How to Repair a Lawn by Seeding
Seeding over bare spots is the most common – and sometimes the trickiest – method used to repair lawns.
Estimate the area of the spot to be repaired and purchase about a third more than that amount of the same or similar variety of sod.
Prepare the damaged area by removing all dead grass and 1" to 2" of soil 3/4" past the edge of the dead grass. So you won't have to cut the sod in odd shapes, remove the dead grass so that the prepared area forms a square. Cut the edges of the area straight.
Water the area, then amend the soil by working in either compost, leaf mold or fine-milled peat moss to a depth of 3" to 5". Be sure to add enough to make up for the soil you removed, but still leave enough space so that your sod will be level with the rest of the yard. That will probably mean leveling the amendment to 1" lower than soil level (depending on the thickness of the soil in your sod).
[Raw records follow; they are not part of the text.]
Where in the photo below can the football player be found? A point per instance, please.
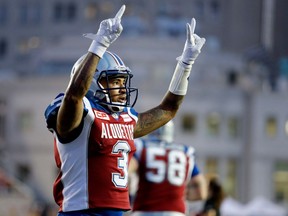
(93, 123)
(167, 175)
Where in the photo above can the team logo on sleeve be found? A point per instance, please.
(101, 115)
(126, 117)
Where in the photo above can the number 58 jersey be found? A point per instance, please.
(164, 171)
(93, 163)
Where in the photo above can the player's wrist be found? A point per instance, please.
(179, 81)
(97, 48)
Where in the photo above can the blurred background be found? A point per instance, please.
(235, 113)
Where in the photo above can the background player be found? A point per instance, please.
(167, 174)
(94, 124)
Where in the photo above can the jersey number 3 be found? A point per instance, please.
(174, 168)
(123, 148)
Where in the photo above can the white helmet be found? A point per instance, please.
(110, 65)
(164, 133)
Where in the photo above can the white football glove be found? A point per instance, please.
(192, 46)
(108, 32)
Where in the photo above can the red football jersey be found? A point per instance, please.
(164, 171)
(93, 167)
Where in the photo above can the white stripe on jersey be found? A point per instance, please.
(75, 172)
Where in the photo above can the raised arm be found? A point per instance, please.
(160, 115)
(71, 110)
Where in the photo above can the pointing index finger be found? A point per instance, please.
(120, 12)
(193, 25)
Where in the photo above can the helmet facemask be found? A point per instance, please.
(104, 95)
(110, 66)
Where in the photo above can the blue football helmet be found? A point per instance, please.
(110, 66)
(164, 133)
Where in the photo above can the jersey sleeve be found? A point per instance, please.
(52, 110)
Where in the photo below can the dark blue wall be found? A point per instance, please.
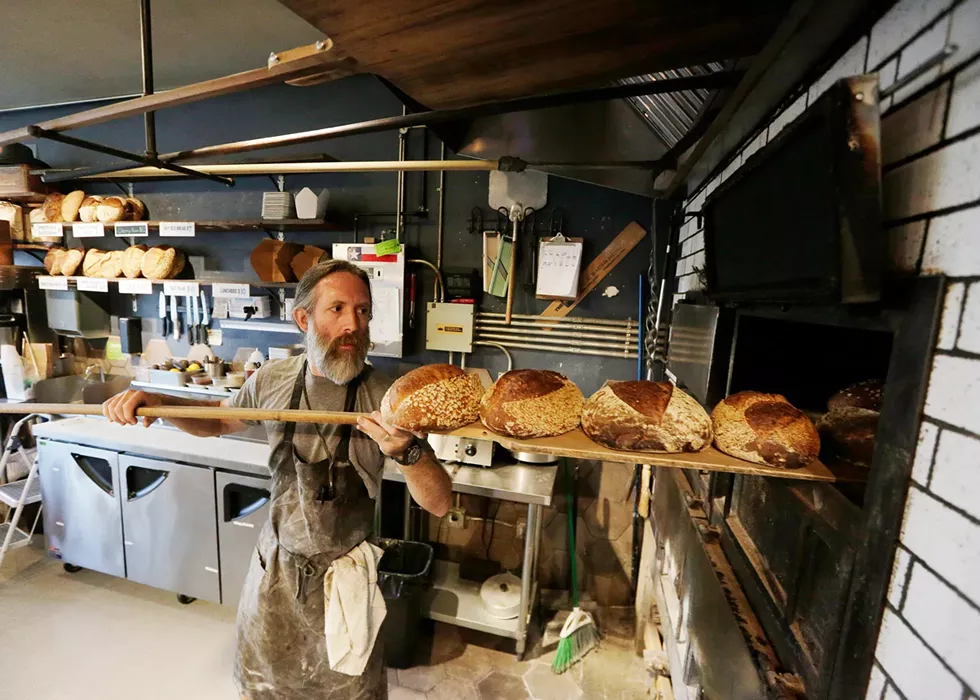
(595, 213)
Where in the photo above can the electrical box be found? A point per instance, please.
(387, 273)
(449, 327)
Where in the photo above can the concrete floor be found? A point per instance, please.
(87, 635)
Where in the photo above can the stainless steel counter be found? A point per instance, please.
(234, 454)
(519, 483)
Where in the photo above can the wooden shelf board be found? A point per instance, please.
(577, 445)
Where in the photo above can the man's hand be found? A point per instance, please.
(392, 441)
(121, 408)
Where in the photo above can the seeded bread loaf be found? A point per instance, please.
(87, 211)
(433, 398)
(529, 403)
(646, 416)
(765, 429)
(53, 260)
(133, 260)
(72, 261)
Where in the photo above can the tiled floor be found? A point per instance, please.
(85, 635)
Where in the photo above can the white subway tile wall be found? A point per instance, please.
(929, 644)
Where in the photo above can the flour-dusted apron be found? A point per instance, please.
(319, 512)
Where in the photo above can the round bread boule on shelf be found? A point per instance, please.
(646, 417)
(531, 403)
(433, 398)
(765, 429)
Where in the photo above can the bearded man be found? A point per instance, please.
(324, 485)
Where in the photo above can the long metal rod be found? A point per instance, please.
(38, 132)
(118, 172)
(709, 81)
(146, 42)
(534, 344)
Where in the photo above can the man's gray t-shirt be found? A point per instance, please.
(271, 387)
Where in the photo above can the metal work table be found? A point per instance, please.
(456, 601)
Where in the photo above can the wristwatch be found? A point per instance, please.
(411, 455)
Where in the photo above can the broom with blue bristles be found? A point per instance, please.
(579, 634)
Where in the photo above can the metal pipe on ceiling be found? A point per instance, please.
(146, 44)
(522, 104)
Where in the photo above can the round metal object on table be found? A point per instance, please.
(534, 457)
(501, 596)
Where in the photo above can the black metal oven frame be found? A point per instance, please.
(865, 536)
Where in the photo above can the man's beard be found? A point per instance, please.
(330, 360)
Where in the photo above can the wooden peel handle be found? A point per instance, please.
(202, 412)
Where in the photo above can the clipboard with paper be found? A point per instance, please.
(559, 266)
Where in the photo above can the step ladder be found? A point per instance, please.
(18, 494)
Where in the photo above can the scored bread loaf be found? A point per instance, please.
(71, 204)
(72, 261)
(433, 398)
(53, 260)
(848, 434)
(529, 403)
(93, 261)
(765, 429)
(87, 211)
(133, 260)
(52, 207)
(646, 416)
(162, 262)
(111, 209)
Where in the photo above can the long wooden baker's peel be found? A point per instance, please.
(300, 62)
(603, 264)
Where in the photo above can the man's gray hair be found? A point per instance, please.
(306, 289)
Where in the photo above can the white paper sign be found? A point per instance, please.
(128, 286)
(47, 230)
(177, 288)
(58, 283)
(94, 230)
(92, 284)
(231, 291)
(177, 229)
(132, 228)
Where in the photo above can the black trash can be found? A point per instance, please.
(403, 574)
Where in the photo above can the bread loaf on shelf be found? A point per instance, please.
(530, 403)
(765, 429)
(133, 260)
(646, 416)
(433, 398)
(72, 261)
(162, 262)
(111, 209)
(53, 260)
(87, 211)
(71, 204)
(52, 207)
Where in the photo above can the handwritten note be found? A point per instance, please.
(559, 265)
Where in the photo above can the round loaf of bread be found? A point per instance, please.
(866, 394)
(93, 262)
(529, 403)
(848, 434)
(52, 207)
(111, 209)
(111, 267)
(133, 260)
(53, 260)
(135, 209)
(87, 211)
(72, 261)
(71, 204)
(432, 399)
(646, 416)
(765, 429)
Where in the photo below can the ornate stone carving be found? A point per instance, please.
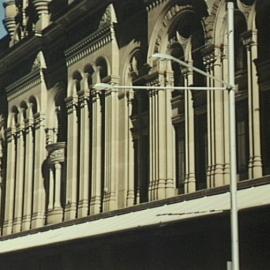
(56, 152)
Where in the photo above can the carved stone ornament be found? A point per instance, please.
(56, 152)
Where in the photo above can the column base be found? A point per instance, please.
(38, 220)
(26, 223)
(190, 184)
(130, 198)
(109, 203)
(17, 225)
(55, 216)
(7, 228)
(95, 205)
(70, 211)
(83, 209)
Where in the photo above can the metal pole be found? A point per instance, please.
(105, 86)
(233, 173)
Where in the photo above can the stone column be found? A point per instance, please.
(42, 8)
(40, 156)
(84, 154)
(51, 189)
(255, 156)
(29, 162)
(95, 204)
(208, 62)
(111, 151)
(72, 159)
(152, 145)
(57, 201)
(2, 167)
(226, 135)
(55, 161)
(161, 130)
(10, 14)
(190, 180)
(216, 119)
(130, 145)
(10, 180)
(17, 222)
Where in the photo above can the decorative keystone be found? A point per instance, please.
(10, 14)
(42, 8)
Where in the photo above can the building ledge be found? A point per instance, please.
(252, 193)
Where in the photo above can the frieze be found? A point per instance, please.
(56, 152)
(151, 4)
(25, 83)
(89, 44)
(248, 38)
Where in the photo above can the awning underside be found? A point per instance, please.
(208, 205)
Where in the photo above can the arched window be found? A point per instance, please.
(140, 132)
(263, 66)
(176, 51)
(188, 34)
(61, 115)
(103, 68)
(242, 132)
(77, 77)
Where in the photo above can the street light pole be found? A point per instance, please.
(230, 87)
(233, 173)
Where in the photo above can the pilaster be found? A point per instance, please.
(161, 129)
(97, 148)
(215, 119)
(190, 180)
(130, 199)
(10, 182)
(29, 162)
(38, 217)
(255, 157)
(72, 159)
(111, 146)
(17, 221)
(84, 154)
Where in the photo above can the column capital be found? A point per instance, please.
(39, 120)
(84, 97)
(71, 104)
(9, 134)
(249, 38)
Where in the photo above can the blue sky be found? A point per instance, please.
(2, 29)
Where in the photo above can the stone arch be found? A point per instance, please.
(77, 79)
(262, 24)
(103, 67)
(88, 71)
(13, 117)
(161, 29)
(24, 107)
(34, 103)
(60, 115)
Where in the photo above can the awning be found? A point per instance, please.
(208, 205)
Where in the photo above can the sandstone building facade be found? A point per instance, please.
(73, 156)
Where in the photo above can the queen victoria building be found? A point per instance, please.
(135, 177)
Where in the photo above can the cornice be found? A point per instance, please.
(24, 84)
(89, 44)
(19, 52)
(151, 4)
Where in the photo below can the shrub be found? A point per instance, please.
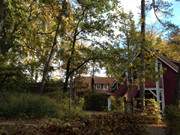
(153, 111)
(95, 102)
(117, 104)
(28, 106)
(172, 116)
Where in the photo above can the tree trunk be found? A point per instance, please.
(49, 58)
(52, 51)
(177, 90)
(2, 19)
(142, 74)
(68, 66)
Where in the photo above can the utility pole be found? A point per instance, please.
(142, 74)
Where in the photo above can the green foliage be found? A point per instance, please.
(117, 104)
(172, 116)
(95, 102)
(27, 106)
(153, 111)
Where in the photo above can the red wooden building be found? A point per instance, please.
(163, 90)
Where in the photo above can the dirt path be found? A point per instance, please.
(157, 129)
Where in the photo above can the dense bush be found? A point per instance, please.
(172, 115)
(27, 106)
(95, 102)
(117, 104)
(153, 111)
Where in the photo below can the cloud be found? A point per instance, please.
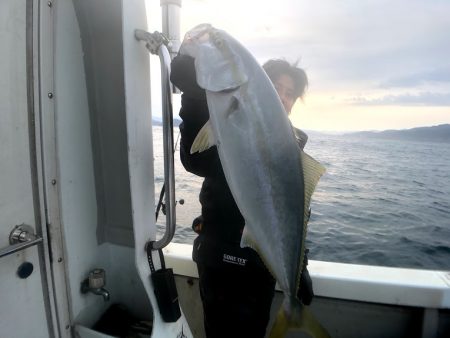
(420, 99)
(419, 78)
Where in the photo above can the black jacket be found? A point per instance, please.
(221, 216)
(222, 222)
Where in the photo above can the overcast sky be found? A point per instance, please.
(372, 64)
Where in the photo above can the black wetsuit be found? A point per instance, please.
(235, 287)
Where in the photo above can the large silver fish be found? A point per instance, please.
(270, 178)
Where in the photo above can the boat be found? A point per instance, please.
(77, 193)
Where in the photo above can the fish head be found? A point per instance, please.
(218, 66)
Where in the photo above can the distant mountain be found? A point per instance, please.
(440, 133)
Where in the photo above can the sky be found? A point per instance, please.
(371, 64)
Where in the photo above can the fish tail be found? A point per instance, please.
(305, 322)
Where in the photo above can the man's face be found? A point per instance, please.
(285, 89)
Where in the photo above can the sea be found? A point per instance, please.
(380, 202)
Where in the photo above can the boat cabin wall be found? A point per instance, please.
(95, 202)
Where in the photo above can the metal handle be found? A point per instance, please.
(169, 168)
(156, 44)
(20, 238)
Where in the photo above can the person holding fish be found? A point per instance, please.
(236, 285)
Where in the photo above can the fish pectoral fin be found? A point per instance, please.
(204, 139)
(305, 322)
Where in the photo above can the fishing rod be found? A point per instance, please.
(161, 205)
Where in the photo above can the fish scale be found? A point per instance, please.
(261, 160)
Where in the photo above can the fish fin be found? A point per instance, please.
(204, 139)
(248, 241)
(305, 321)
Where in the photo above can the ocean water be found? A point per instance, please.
(381, 202)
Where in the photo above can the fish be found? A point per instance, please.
(270, 178)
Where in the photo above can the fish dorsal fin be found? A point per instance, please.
(204, 139)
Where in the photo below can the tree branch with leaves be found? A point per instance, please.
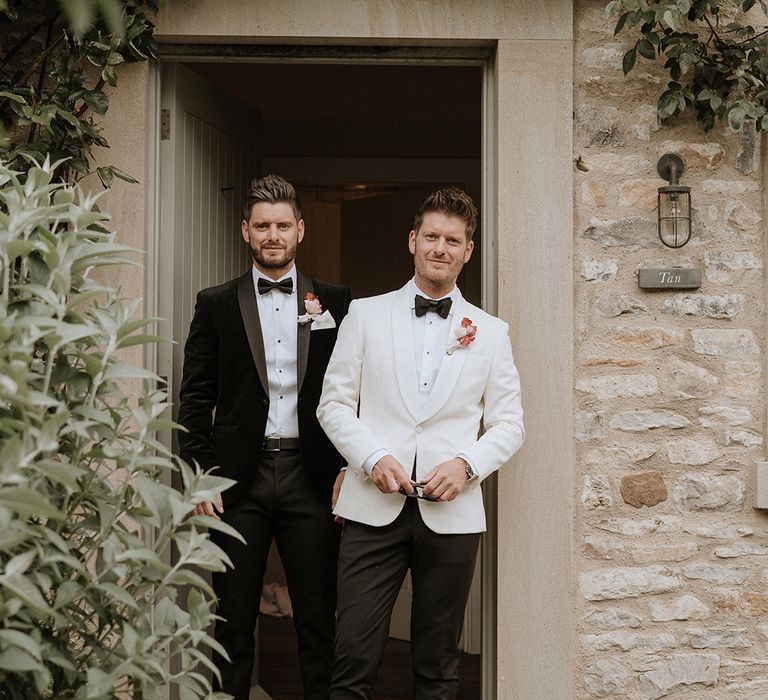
(717, 67)
(56, 63)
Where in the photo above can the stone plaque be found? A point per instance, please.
(670, 278)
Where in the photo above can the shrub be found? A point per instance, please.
(90, 597)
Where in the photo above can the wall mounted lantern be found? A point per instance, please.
(674, 203)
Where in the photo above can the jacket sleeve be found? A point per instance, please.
(199, 388)
(337, 410)
(502, 413)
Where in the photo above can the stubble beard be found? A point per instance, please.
(288, 257)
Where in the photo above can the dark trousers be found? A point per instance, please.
(280, 504)
(372, 565)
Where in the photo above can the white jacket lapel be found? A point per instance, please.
(402, 340)
(450, 368)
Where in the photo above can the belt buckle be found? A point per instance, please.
(271, 441)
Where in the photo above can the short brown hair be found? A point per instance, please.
(271, 189)
(451, 201)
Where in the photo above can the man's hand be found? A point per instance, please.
(388, 474)
(446, 480)
(335, 494)
(208, 508)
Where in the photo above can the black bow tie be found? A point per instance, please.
(285, 286)
(442, 307)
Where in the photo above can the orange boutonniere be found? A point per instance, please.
(465, 335)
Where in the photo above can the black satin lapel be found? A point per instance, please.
(249, 310)
(303, 285)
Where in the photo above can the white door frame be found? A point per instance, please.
(159, 269)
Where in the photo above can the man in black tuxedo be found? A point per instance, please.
(254, 363)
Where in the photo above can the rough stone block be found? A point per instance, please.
(718, 531)
(615, 618)
(641, 420)
(742, 437)
(695, 492)
(743, 379)
(705, 305)
(627, 582)
(626, 641)
(644, 122)
(723, 267)
(611, 305)
(714, 416)
(729, 187)
(690, 670)
(606, 56)
(644, 489)
(599, 270)
(630, 232)
(655, 554)
(746, 158)
(706, 156)
(614, 386)
(642, 337)
(731, 342)
(635, 527)
(686, 607)
(596, 491)
(701, 638)
(741, 216)
(623, 165)
(600, 126)
(603, 547)
(717, 573)
(589, 425)
(743, 549)
(605, 677)
(690, 381)
(693, 451)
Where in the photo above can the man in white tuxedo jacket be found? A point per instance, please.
(422, 399)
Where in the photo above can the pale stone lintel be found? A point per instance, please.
(294, 20)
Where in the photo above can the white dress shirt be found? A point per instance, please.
(278, 313)
(431, 337)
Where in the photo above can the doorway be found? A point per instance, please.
(363, 143)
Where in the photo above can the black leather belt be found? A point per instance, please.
(277, 444)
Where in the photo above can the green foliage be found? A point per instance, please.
(90, 603)
(717, 67)
(56, 61)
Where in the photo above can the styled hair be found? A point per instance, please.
(271, 189)
(451, 201)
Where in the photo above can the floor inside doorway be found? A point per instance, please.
(279, 670)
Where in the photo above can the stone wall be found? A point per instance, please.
(671, 557)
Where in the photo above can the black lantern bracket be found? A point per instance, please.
(674, 203)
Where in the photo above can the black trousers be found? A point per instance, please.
(372, 565)
(280, 504)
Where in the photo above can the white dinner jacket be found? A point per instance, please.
(370, 401)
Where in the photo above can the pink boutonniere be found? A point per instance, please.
(320, 319)
(465, 335)
(312, 304)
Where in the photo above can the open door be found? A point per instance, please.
(208, 156)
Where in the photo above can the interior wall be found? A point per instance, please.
(531, 188)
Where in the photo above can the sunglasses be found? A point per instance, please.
(418, 492)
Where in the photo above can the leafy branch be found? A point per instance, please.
(718, 68)
(56, 62)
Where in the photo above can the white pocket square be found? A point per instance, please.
(323, 321)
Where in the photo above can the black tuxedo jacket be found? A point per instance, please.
(225, 369)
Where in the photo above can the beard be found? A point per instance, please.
(275, 261)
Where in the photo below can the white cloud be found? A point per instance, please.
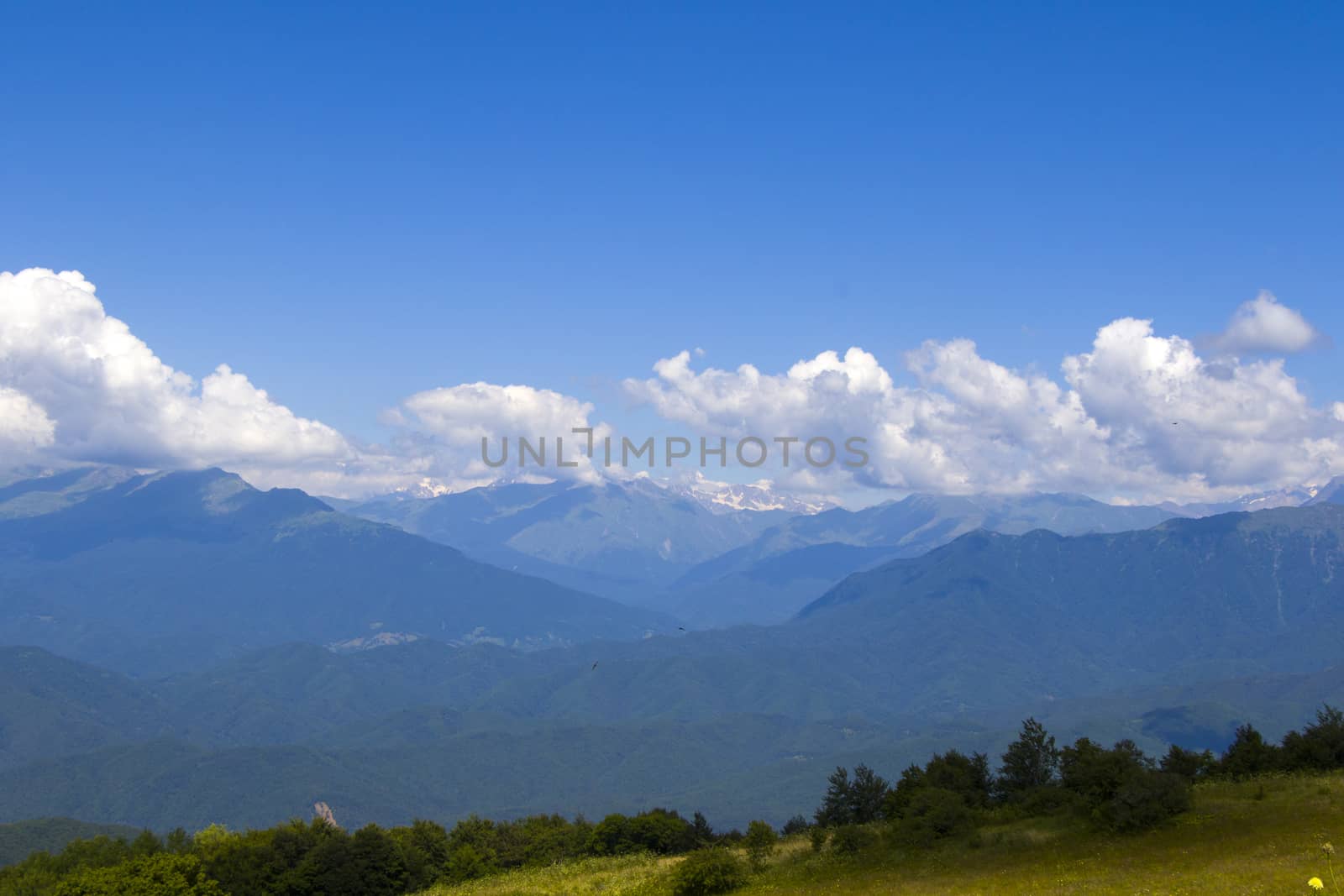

Compact the amended area by tamping with a board or rolling it with a half -filled water roller.
Using a sod cutter or a very sharp knife, cut the sod to fit the area (this can be tricky).
Fit the sod into the area and "knit" the edges together by squeezing them toward each other with your hands.
Roll the sod with a half-filled water roller so it makes good contact with the soil, and then water well. Keep the sod moist for at least two weeks afterward.